NEWS: P2P SEARCH ENGINE

February 28th, 2009

Faroo is an initiative geared towards merging p2p mechanism and search engine’s nature. By downloading Faroo, user becomes the part of decentralized network of crawlers that create contribute to creating index. With one difference - only visited pages are indexed. It is nothing like searching for UFO screen saver, sharing computer resources. In fact it is a user who is the crawler - visited pages are added to index, so index is a result of browsing history of all Faroo users, not like in traditional search engines, where crawler “goes” from one server to another.

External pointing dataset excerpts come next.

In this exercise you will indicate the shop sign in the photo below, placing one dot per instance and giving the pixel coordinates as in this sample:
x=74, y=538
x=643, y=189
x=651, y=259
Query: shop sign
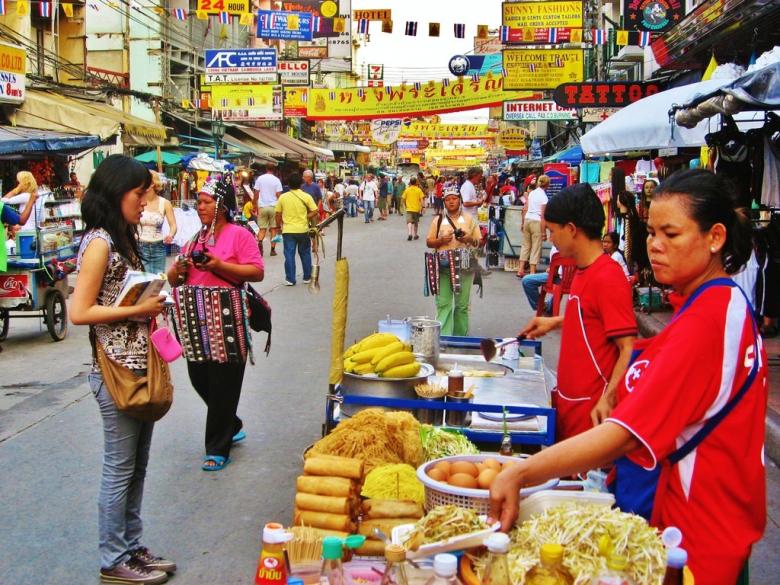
x=240, y=60
x=229, y=6
x=542, y=68
x=517, y=111
x=385, y=131
x=247, y=102
x=396, y=102
x=603, y=94
x=652, y=15
x=557, y=14
x=277, y=24
x=13, y=61
x=373, y=14
x=294, y=72
x=295, y=102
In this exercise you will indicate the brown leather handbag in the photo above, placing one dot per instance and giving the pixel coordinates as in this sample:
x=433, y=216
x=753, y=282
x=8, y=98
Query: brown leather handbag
x=148, y=397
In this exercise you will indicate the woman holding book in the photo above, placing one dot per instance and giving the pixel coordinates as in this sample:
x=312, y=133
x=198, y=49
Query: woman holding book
x=112, y=208
x=222, y=256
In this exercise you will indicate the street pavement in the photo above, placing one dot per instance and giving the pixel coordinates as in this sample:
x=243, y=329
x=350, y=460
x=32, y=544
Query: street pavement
x=210, y=523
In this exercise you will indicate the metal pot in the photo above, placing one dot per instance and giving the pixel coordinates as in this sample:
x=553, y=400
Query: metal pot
x=357, y=385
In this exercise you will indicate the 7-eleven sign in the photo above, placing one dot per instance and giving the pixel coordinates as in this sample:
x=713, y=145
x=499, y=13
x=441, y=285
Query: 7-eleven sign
x=376, y=72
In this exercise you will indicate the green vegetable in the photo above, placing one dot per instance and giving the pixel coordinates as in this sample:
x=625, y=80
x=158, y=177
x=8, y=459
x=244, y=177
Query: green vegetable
x=438, y=443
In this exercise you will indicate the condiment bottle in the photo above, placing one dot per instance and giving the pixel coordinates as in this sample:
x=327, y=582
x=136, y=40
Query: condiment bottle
x=549, y=570
x=497, y=571
x=395, y=569
x=676, y=559
x=445, y=570
x=272, y=568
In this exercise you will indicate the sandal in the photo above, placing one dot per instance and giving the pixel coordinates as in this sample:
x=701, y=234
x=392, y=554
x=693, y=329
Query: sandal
x=219, y=463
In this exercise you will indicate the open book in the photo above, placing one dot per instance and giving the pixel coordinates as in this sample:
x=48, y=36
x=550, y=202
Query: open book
x=138, y=287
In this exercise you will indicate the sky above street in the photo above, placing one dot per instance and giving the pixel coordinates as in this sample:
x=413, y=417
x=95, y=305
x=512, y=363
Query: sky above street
x=423, y=58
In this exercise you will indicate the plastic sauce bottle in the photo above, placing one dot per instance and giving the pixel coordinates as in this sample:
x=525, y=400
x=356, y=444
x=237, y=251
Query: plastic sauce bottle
x=395, y=569
x=445, y=571
x=676, y=559
x=550, y=569
x=497, y=571
x=272, y=568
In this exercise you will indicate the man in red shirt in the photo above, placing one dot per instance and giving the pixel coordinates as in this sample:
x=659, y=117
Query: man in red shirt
x=599, y=327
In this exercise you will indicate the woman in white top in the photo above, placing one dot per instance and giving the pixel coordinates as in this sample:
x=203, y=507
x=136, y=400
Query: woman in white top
x=152, y=243
x=26, y=188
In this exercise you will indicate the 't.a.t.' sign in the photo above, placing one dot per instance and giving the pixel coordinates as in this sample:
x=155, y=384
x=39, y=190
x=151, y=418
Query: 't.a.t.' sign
x=603, y=94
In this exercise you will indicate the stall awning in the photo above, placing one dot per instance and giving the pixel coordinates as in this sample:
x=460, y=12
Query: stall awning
x=49, y=111
x=15, y=139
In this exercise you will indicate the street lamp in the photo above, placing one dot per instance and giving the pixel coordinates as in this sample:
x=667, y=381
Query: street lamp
x=218, y=131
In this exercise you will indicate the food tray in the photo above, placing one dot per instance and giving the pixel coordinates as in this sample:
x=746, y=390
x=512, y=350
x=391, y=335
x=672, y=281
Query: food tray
x=438, y=493
x=462, y=542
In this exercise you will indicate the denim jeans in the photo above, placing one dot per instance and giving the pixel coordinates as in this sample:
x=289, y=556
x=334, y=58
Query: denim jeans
x=368, y=206
x=302, y=243
x=126, y=442
x=153, y=256
x=532, y=283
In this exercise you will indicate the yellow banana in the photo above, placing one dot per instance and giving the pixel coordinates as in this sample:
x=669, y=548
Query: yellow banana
x=366, y=368
x=378, y=340
x=404, y=371
x=397, y=359
x=386, y=351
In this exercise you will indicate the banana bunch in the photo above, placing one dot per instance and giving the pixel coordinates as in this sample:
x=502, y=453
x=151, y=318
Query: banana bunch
x=383, y=354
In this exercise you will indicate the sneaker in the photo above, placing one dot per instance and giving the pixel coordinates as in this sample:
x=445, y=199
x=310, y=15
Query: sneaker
x=132, y=571
x=151, y=561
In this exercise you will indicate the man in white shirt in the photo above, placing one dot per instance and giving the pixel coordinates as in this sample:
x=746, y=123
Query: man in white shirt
x=468, y=191
x=267, y=189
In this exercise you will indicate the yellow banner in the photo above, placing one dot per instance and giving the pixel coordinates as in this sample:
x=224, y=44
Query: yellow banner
x=561, y=14
x=396, y=102
x=542, y=68
x=446, y=131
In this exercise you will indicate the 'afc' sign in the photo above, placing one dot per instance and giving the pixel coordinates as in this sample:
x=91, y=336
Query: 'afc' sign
x=240, y=61
x=602, y=95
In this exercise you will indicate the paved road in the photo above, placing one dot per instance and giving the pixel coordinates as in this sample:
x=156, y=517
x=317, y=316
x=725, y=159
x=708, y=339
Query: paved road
x=51, y=440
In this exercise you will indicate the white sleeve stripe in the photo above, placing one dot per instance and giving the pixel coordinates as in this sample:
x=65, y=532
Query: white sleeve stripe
x=639, y=438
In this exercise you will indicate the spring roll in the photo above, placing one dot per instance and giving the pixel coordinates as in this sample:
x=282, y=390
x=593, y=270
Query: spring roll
x=373, y=509
x=325, y=486
x=334, y=466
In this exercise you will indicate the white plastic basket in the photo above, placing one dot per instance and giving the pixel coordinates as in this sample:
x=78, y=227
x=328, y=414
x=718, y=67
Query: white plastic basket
x=438, y=493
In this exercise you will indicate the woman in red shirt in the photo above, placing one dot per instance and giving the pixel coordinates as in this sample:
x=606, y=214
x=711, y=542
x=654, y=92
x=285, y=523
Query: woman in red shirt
x=693, y=402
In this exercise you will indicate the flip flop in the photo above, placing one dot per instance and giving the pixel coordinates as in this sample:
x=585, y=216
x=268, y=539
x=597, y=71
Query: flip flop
x=219, y=463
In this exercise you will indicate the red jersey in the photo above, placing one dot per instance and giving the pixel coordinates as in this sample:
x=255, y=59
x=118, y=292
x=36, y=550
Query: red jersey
x=717, y=494
x=598, y=310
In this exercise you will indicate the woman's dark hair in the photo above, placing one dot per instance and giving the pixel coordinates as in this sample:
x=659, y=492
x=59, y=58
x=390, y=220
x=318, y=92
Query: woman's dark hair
x=709, y=201
x=579, y=205
x=102, y=203
x=295, y=181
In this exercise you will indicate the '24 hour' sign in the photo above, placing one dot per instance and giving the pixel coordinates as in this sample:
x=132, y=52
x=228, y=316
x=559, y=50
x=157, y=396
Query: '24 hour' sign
x=603, y=94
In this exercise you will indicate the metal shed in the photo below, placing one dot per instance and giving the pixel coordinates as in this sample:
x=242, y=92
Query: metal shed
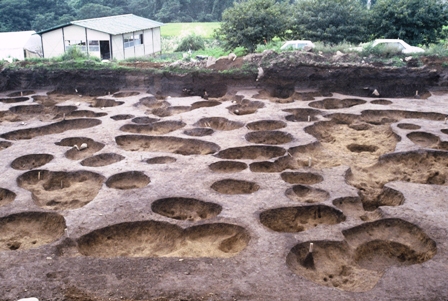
x=115, y=37
x=19, y=45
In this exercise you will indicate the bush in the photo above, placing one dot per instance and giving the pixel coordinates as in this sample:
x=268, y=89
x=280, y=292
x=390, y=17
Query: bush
x=383, y=51
x=74, y=53
x=191, y=42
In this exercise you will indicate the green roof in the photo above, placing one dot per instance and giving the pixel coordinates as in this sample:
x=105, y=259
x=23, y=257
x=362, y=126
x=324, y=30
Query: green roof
x=114, y=24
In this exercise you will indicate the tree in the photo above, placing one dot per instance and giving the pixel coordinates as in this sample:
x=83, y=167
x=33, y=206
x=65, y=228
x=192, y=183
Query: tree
x=90, y=11
x=415, y=21
x=253, y=22
x=330, y=21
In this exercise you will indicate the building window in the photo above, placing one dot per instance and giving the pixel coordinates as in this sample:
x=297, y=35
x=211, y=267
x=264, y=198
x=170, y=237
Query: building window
x=81, y=45
x=94, y=46
x=130, y=40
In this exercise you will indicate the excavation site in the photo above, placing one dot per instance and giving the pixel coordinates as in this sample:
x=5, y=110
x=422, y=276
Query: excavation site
x=300, y=185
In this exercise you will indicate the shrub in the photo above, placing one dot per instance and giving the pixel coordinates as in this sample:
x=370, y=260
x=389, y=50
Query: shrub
x=74, y=53
x=191, y=42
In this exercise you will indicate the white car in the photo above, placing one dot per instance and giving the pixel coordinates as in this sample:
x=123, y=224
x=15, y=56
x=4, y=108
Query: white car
x=395, y=44
x=297, y=45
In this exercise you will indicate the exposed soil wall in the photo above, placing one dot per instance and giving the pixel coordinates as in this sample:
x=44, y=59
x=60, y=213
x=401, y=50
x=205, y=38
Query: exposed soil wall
x=280, y=79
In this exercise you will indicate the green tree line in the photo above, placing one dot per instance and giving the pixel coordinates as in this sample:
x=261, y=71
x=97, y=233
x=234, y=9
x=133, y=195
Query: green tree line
x=20, y=15
x=252, y=22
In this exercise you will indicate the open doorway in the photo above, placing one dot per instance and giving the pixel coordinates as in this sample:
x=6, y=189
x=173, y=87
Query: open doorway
x=105, y=50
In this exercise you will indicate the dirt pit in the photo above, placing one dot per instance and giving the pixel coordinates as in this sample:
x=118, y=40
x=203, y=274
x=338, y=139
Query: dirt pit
x=102, y=160
x=6, y=196
x=128, y=180
x=269, y=137
x=58, y=190
x=58, y=127
x=219, y=124
x=231, y=186
x=166, y=144
x=161, y=160
x=298, y=219
x=160, y=239
x=80, y=147
x=136, y=196
x=266, y=125
x=186, y=209
x=228, y=166
x=358, y=263
x=30, y=230
x=31, y=161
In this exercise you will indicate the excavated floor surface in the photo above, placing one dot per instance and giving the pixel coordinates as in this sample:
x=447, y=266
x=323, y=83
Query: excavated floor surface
x=246, y=197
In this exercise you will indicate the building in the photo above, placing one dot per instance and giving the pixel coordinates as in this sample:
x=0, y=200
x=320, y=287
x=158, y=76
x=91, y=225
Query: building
x=116, y=37
x=19, y=45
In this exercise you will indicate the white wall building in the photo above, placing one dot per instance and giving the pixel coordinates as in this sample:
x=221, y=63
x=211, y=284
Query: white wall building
x=19, y=45
x=116, y=37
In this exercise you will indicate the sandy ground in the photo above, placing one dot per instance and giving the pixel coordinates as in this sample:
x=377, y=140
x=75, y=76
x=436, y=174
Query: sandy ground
x=246, y=197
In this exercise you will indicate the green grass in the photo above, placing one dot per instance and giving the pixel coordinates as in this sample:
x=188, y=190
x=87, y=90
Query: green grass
x=204, y=29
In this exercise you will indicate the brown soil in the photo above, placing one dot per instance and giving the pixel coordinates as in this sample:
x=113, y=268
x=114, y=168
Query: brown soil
x=60, y=190
x=297, y=219
x=31, y=161
x=186, y=209
x=304, y=155
x=228, y=166
x=128, y=180
x=161, y=160
x=30, y=230
x=166, y=144
x=6, y=196
x=78, y=153
x=102, y=160
x=231, y=186
x=157, y=239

Faroo contains also some interesting mechanism except of offering becoming part of search engine - PageRank mechanism is also built with completely new approach. It does not look like traditional page rank mechanism, in Faroo it is not page owner, who decides about the position in the ranking, by linking pages togather. Faroo offers user-oriented technology - user’s behaviour is being tracked while browsing specific page and it is automatically counted in the ranking. It sounds a little bit enigmous, I imagine that final contribution to Page Rank is a net force of lenght of the stay, number of clicks and the nature of clicks (ads or content), maybe also adding to favourites.

Faroo is an interesting initiative, it is even more curious how it will be developed. At least I am going to stay tuned at their blog.

-mw

Dandelon is a search engine destined to search thorugh resources of libraries catalogues. It conducts the query by scanning through bibliographic data provided by librarians, OCR thechniques and searching through electronic documents stored at libraries’ servers. Although it is a german project, signed by AGI-Information Management Consultants it is available in 27 languages (mainly european). More than 1,15 million of books, ebooks and articles have already been indexed.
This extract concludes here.